Gli occhi nocciola di lei si erano incatenati a quelli azzurri di lui, incapaci di staccarsi.
- Se ti avessi avvisato -  mormorò Sherlock con una lentezza estenuante per entrambi - ci sarebbe stato il rischio che chiunque sia che stia progettando di farti del male lo avrebbe saputo. In questo modo invece siamo riusciti a mantenere le apparenze. E soprattutto ho avuto modo di avvisare la mia rete di senzatetto per ottenere qualche informazione in più, mantenendoti al sicuro –
Molly trattenne il respiro.

- Mi interessa relativamente correre rischi per la mia vita ma trovo estremamente importante non mettere in pericolo quella degli altri – allungò una mano per accarezzare lievemente il viso della patologa – non mettere in pericolo la tua –
Molly chiuse gli occhi, sospirò beandosi del tocco della mano di Sherlock sulla sua guancia e quando li riaprì si sorprese nel vedere un sorriso dipinto sul volto dell’unico consulente investigativo al mondo. Fece un piccolo passo in avanti e si protese sulle punte dei piedi. Per un attimo fu indecisa sulla direzione da prendere, ma poi piegò la testa, andando a sfiorare con le labbra la guancia dell’uomo.

Fu quando fece per ritrarsi che incrociò nuovamente lo sguardo di Sherlock, leggermente sorpreso, e sentì il suo respiro mischiarsi con il proprio. Cercò di imporsi di rimanere presente a se stessa, mentre il suo cervello e il suo cuore battagliavano.
Ci volle meno di un secondo perché il cervello si dichiarasse sconfitto.

Molly afferrò il colletto della camicia di Sherlock e colmò la distanza tra le loro labbra. Non si aspettava che lui la ricambiasse, non si aspettava neanche che lui la cingesse e le dichiarasse amore eterno, ma non aveva resistito. Non voleva più resistere. In fondo era solo un bacio, uno sfiorarsi di labbra.
Non si aspettava che Sherlock Holmes sospirasse contro le sue labbra e cercasse di approfondire quel contatto con dei piccoli morsi, mentre le sue mani erano scivolate sulla schiena di Molly, premendo il suo corpo contro il proprio.
Fu provvidenziale l’udito di Sherlock, che si staccò di malavoglia dalle labbra della patologa, un attimo prima che Mary e John e la piccola nuova Watson entrassero in casa.

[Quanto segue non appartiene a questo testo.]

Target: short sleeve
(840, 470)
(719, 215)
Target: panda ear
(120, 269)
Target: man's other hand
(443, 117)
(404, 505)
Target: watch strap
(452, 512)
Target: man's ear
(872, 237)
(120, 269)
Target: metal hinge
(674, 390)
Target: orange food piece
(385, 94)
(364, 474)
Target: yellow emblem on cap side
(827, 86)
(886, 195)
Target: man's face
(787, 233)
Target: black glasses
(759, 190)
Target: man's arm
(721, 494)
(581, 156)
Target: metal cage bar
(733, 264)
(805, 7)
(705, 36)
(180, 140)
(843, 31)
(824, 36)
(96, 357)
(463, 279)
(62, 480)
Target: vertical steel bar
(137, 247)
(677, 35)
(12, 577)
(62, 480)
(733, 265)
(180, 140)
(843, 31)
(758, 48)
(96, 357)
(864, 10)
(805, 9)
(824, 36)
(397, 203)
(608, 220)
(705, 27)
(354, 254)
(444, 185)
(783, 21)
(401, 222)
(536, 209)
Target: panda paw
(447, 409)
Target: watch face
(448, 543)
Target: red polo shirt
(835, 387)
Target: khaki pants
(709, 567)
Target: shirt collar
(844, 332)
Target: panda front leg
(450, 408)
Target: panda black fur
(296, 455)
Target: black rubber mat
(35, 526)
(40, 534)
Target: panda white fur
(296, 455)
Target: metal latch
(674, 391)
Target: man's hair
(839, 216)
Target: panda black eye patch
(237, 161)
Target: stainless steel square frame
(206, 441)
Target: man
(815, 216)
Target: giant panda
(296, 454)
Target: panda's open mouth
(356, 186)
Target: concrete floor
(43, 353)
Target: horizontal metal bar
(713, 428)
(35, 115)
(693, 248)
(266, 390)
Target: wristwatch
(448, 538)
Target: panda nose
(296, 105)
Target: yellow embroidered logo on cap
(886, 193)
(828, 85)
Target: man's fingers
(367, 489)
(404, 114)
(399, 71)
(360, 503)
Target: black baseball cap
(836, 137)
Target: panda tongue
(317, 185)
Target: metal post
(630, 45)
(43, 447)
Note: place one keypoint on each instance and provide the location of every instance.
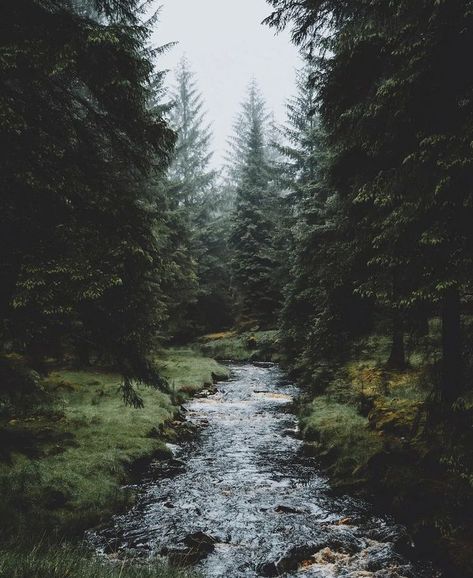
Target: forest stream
(243, 500)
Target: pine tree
(252, 240)
(204, 305)
(401, 169)
(190, 172)
(79, 256)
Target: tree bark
(397, 358)
(452, 364)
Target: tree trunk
(397, 358)
(452, 366)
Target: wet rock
(167, 468)
(397, 535)
(287, 510)
(293, 433)
(200, 540)
(195, 548)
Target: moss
(380, 433)
(343, 438)
(64, 470)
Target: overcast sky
(227, 45)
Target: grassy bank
(377, 432)
(240, 346)
(69, 562)
(63, 464)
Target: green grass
(186, 370)
(248, 346)
(63, 470)
(365, 409)
(68, 562)
(342, 436)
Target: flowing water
(242, 500)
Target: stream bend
(242, 500)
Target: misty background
(227, 45)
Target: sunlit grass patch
(248, 346)
(64, 471)
(342, 435)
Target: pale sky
(227, 46)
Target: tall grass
(68, 562)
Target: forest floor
(373, 435)
(240, 346)
(63, 464)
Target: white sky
(227, 46)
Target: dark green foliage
(202, 302)
(395, 105)
(80, 261)
(255, 259)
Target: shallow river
(242, 500)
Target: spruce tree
(204, 305)
(400, 167)
(252, 237)
(80, 260)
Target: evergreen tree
(79, 256)
(401, 169)
(190, 174)
(252, 237)
(205, 305)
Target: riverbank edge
(59, 550)
(369, 451)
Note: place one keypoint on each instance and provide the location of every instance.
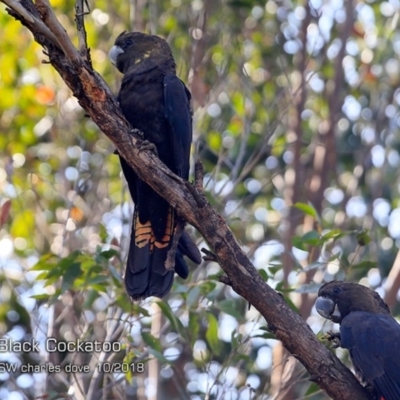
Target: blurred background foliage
(296, 119)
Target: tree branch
(97, 100)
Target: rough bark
(97, 100)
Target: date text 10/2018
(110, 368)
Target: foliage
(301, 160)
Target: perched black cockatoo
(157, 103)
(368, 331)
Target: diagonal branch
(95, 97)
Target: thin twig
(49, 18)
(80, 13)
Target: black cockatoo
(368, 331)
(157, 103)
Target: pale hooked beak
(327, 309)
(113, 54)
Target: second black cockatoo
(368, 331)
(157, 103)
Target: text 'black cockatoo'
(368, 331)
(157, 103)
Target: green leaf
(175, 322)
(314, 265)
(307, 209)
(193, 296)
(264, 274)
(212, 334)
(312, 238)
(74, 271)
(194, 327)
(363, 238)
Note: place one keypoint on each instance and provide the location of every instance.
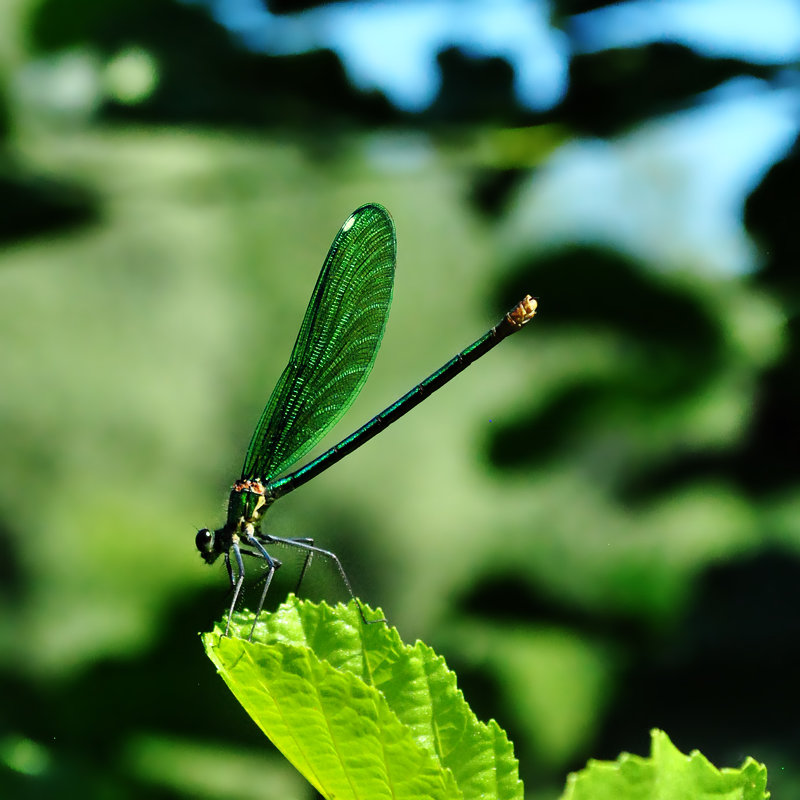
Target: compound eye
(204, 541)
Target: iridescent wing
(336, 345)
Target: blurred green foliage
(597, 525)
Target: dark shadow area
(34, 205)
(614, 90)
(727, 674)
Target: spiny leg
(303, 544)
(237, 584)
(306, 563)
(273, 565)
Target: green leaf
(667, 775)
(359, 713)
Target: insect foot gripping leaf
(359, 713)
(667, 774)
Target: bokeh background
(598, 525)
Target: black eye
(204, 541)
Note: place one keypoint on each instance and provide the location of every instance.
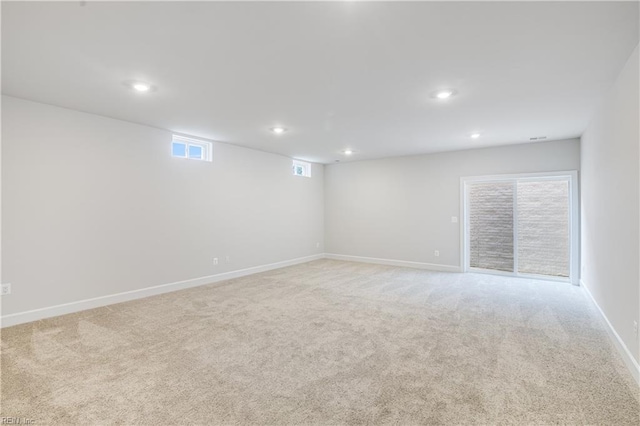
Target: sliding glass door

 - Abbiamo fatto prima del previsto e siamo venuti ad assicurarci che tu non stia combinando danni – Disse John – ah, mi spieghi perché il gatto di Molly è nell’appartamento della signora Hudson  e non qui? –
Mary guardò Sherlock, poi Molly e infine suo marito.
- Probabilmente per la bimba, giusto Sherlock? Molly sarà stata così cara da non voler rischiare che i peli del gatto possano irritare la bimba. Non c’è problema, andiamo noi a portarlo su, giusto John? –

Il medico militare la fissò dubbioso per un attimo, poi senza possibilità di replica seguì la moglie giù per le scale. Alla domanda del perché fossero scesi in due lei lo guardò sorridendo sorniona.
- John, non hai visto che erano sotto il vischio che ti ho fatto mettere sotto la cucina? – domandò.

Al piano superiore, Sherlock Holmes e Molly Hooper ridevano l’uno sulla spalla dell’altra.